Si risvegliò, nell'infermeria di un ospedale col braccio sinistro immobilizzato da una vistosa fasciatura e il destro da una flebo che lo stava rianimando. Ci volle parecchio affinché riordinasse le idee aiutato dalle parole di un uomo anziano, vicino di letto, che cercava di rincuorare quel ragazzetto trasportato con estrema urgenza perché rasentava la morte.

Renato, invece, si sentiva sconfitto e se la prendeva con la morte che non lo aveva rifiutato e con tutti quelli che lo stavano salvando. Le crisi di nervi si susseguivano ed i calmanti somministrati non davano risultati positivi.

Questo spaventò Paolo, il degente del letto accanto, che per un incidente di lavoro era stato amputato di una gamba che invece di affliggersi per la disgrazia capitatagli e per i dolori lancinanti che avvertiva, si compenetrava per lo stato di quel ragazzo sconosciuto, cercando di consolarlo.

Proprio questa considerazione, nei giorni seguenti, si andava facendo strada nell'animo di Renato che cominciò ad aprirsi con lui e pian piano si stabilì fra i due un dialogo sincero e mentre Paolo, narrando del proprio figlio prematuramente scomparso, fece trasparire la sofferenza che ancora gli dilaniava l'animo per averlo perduto ed anche l'inutilità di tenere in piedi la sua falegnameria, ora che gli mancava una gamba. Ascoltandolo, il ragazzo sconsiderato e ribelle. Rimuginava tra sé che se lui avesse avuto un padre simile non avrebbe avuto un destino tanto crudele.

Giorno dopo giorno, Renato provava sempre più ammirazione per Paolo mentre questi, raccontandogli minuziosamente le opere che aveva costruite lavorando i vari tipi di legname, lo stava iniziando a un modello di vita, per lui, ordinata e sconosciuta che lo stava incuriosendo. Quell'uomo gli parlava da amico come se l'avesse conosciuto da sempre.

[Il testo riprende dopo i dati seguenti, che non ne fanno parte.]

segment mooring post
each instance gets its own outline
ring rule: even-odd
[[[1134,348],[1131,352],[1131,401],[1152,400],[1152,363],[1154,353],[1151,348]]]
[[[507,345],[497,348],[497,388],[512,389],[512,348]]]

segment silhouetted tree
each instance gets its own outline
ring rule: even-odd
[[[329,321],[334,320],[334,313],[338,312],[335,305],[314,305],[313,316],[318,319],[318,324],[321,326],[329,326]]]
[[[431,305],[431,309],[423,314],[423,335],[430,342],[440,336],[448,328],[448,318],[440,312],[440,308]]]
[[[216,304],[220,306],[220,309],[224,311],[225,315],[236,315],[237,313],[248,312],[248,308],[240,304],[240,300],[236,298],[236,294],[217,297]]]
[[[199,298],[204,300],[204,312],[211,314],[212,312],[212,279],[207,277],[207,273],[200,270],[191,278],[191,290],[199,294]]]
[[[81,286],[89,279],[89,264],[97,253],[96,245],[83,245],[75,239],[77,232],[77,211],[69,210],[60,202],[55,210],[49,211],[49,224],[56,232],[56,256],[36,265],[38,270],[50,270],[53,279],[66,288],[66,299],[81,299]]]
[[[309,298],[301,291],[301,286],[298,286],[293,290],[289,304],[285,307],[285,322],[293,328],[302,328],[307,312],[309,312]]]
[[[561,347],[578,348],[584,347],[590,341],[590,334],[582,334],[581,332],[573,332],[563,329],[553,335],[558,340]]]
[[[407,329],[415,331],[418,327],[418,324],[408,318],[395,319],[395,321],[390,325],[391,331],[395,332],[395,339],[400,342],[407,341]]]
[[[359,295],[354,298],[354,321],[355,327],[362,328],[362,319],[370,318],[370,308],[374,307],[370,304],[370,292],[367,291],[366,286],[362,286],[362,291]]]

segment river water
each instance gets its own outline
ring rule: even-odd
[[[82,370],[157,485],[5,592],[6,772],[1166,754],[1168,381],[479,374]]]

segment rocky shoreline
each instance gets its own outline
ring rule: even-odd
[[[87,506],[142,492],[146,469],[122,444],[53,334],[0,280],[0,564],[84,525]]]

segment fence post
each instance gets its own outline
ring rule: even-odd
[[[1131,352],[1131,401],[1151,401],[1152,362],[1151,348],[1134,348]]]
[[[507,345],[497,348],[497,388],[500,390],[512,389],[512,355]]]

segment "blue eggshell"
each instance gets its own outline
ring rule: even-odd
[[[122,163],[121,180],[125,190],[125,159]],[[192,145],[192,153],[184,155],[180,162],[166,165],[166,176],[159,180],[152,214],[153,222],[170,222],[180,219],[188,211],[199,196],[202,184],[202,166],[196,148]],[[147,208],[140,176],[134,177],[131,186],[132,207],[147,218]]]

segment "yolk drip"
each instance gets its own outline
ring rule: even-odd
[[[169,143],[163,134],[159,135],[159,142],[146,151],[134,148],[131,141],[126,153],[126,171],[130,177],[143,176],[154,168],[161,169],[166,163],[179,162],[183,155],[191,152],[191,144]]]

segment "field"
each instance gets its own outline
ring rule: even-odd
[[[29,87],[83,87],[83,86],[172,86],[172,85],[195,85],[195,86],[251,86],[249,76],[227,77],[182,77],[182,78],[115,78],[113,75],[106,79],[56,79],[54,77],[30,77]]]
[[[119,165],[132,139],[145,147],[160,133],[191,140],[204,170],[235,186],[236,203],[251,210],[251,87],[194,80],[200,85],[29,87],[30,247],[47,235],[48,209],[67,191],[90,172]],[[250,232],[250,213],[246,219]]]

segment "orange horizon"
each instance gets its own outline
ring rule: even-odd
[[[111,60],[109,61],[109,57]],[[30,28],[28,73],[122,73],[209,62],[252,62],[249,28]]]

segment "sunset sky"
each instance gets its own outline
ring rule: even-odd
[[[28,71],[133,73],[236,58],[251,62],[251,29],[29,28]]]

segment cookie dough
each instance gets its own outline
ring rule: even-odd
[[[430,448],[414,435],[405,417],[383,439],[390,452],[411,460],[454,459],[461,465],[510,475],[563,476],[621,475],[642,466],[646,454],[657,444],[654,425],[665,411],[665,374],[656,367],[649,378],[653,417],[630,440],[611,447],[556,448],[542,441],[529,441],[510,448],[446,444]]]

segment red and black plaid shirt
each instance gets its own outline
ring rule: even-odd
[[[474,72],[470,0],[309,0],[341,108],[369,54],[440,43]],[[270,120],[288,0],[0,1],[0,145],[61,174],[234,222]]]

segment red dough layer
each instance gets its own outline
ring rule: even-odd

Persino l'abbandono del padre cercò di spiegargli il buon Paolo, facendo capire al giovane che a volte è la vita stessa a modificarne i percorsi. Aveva mai pensato all'esistenza di quell'uomo emigrante ? Alla sofferenza di aver perduto la giovane moglie nel momento che le nasceva un figlio mentre lui era a lavorare lontano? Le sue scelte, probabilmente, erano state obbligate anche se fatte a malincuore. Prima di giudicare, bisogna conoscere come stanno veramente le cose e lui doveva ravvedersi, se non altro per la memoria di sua madre. Non è mai troppo tardi per ravvedersi e, se lui, voleva egli stesso lo avrebbe aiutato. Furono queste ultime parole a galvanizzare Renato che si sentì spronato a iniziare una nuova vita.

Con l' aiuto di Paolo vo leva dimostrare a sè stesso e al mondo che sarebbe stato capace di diventare un vero uomo.